The company plans to use the $25,000 prize partly for software development, so it can finish building out its family portal feature, and then the rest on sales and marketing to reach 20 additional customers.

Intimately, the second-place winner, came to fruition out of a desire to help the nearly 600 million women worldwide who have some type of disability that affects the way they dress. Founder Emma Butler’s mother, who has an autoimmune disorder, was dismayed by the available undergarments for disabled women.

“When we went to online shop, especially for bras, this is what we found: ugly, medicinal underwear,” Butler said during her presentation. “And in my mom’s words, she said, ‘This is dehumanizing.’”

Today, Intimately is an online marketplace for fashionable and functional undergarments for all women. The company has successfully completed a $20,000 Kickstarter, has sales lined up and has been featured in Forbes. Butler said all she needs now is the capital “to press play.”

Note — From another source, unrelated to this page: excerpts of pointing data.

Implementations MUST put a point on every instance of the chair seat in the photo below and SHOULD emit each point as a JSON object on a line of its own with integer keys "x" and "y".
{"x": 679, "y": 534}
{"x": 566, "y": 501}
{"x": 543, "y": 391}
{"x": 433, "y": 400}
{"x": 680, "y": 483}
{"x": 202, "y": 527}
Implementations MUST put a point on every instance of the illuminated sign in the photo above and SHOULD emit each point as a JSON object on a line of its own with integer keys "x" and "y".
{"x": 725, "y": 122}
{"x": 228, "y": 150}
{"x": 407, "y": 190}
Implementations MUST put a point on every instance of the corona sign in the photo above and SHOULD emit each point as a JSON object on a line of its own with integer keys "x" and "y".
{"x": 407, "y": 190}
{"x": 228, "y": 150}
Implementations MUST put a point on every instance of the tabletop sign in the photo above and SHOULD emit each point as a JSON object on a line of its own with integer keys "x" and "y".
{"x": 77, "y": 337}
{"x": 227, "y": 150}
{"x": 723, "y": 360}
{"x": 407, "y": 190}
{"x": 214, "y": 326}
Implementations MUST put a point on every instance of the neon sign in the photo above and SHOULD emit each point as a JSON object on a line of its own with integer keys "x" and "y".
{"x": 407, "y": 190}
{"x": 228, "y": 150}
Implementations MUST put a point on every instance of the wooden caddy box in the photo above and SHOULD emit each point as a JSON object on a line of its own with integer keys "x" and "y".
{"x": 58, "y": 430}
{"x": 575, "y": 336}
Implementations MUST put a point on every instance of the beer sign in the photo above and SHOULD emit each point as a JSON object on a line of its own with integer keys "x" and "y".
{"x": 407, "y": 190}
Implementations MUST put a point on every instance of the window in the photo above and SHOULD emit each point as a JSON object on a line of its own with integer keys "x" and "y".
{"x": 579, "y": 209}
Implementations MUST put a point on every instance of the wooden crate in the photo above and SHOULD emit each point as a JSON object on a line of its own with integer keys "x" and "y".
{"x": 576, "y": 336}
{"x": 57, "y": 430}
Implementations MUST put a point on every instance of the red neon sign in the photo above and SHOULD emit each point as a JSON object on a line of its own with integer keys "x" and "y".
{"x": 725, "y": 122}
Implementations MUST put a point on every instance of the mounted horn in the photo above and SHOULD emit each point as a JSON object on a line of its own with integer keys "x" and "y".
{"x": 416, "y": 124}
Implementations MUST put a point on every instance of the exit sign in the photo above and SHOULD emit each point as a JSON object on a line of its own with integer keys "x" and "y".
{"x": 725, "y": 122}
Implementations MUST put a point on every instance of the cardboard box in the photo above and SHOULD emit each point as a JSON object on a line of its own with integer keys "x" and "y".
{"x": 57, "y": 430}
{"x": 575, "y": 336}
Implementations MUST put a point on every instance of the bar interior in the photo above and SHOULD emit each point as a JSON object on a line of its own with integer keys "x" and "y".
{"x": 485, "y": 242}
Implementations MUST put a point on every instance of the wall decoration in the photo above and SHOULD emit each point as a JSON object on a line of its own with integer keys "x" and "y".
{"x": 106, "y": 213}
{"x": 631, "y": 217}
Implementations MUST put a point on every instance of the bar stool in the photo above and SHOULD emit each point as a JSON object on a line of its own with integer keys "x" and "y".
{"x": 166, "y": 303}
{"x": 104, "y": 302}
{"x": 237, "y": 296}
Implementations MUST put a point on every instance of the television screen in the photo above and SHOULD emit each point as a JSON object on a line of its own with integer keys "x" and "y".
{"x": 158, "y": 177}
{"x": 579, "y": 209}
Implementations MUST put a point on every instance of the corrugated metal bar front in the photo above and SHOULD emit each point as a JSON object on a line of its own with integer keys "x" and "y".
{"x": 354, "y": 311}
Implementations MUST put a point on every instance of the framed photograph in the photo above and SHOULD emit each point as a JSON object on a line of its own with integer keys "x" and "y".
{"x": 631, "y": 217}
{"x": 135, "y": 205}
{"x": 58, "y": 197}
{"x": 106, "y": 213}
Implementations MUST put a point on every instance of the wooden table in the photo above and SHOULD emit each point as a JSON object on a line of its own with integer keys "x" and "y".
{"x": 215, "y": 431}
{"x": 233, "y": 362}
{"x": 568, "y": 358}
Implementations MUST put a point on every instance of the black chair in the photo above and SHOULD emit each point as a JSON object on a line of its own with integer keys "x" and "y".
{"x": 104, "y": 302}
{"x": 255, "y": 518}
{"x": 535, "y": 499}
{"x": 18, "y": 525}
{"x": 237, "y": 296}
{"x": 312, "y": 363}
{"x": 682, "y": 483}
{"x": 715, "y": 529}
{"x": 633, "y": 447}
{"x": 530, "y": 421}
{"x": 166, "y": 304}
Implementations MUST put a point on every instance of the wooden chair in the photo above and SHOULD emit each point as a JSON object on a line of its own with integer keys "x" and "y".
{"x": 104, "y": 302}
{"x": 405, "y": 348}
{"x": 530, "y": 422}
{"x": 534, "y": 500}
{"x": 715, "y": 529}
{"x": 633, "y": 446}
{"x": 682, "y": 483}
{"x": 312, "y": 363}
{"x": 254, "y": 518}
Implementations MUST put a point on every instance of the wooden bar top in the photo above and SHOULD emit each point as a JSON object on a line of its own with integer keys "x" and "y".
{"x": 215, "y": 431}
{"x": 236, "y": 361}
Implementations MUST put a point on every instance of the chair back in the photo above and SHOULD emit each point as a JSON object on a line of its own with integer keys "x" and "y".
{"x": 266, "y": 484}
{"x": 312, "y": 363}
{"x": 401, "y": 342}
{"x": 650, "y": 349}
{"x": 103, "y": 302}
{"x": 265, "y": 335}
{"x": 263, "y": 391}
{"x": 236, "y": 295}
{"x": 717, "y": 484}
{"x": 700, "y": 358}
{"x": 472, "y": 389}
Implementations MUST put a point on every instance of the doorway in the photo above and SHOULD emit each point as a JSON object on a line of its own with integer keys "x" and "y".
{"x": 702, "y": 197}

Third-place winner ResusciTech will help the average person save lives during medical emergencies, particularly those involving CPR. The company created an app that guides people through the entire CPR process, showing them how to apply the technique as well as feedback.

“If you have a cardiac arrest, the quality of the CPR you receive is the single most important factor in your chances of survival,” said ResusciTech Co-Founder and CEO Abbie Kohler, adding that 90 percent of out-of-hospital cardiac arrest incidents are fatal. “Most cases, in fact 80 percent of them, look like this. They happen at work, at school, at home or anywhere else you might go. The best case is there is maybe someone near you who has had a CPR training class. But often they lack the competence to perform CPR at all, and if they do, they will most certainly do it wrong.”

Kohler said the company plans to use its winnings to help complete software validation and verification in order to ensure the app works as intended. It wants to obtain FDA clearance in late 2021 and formally launch in January 2022.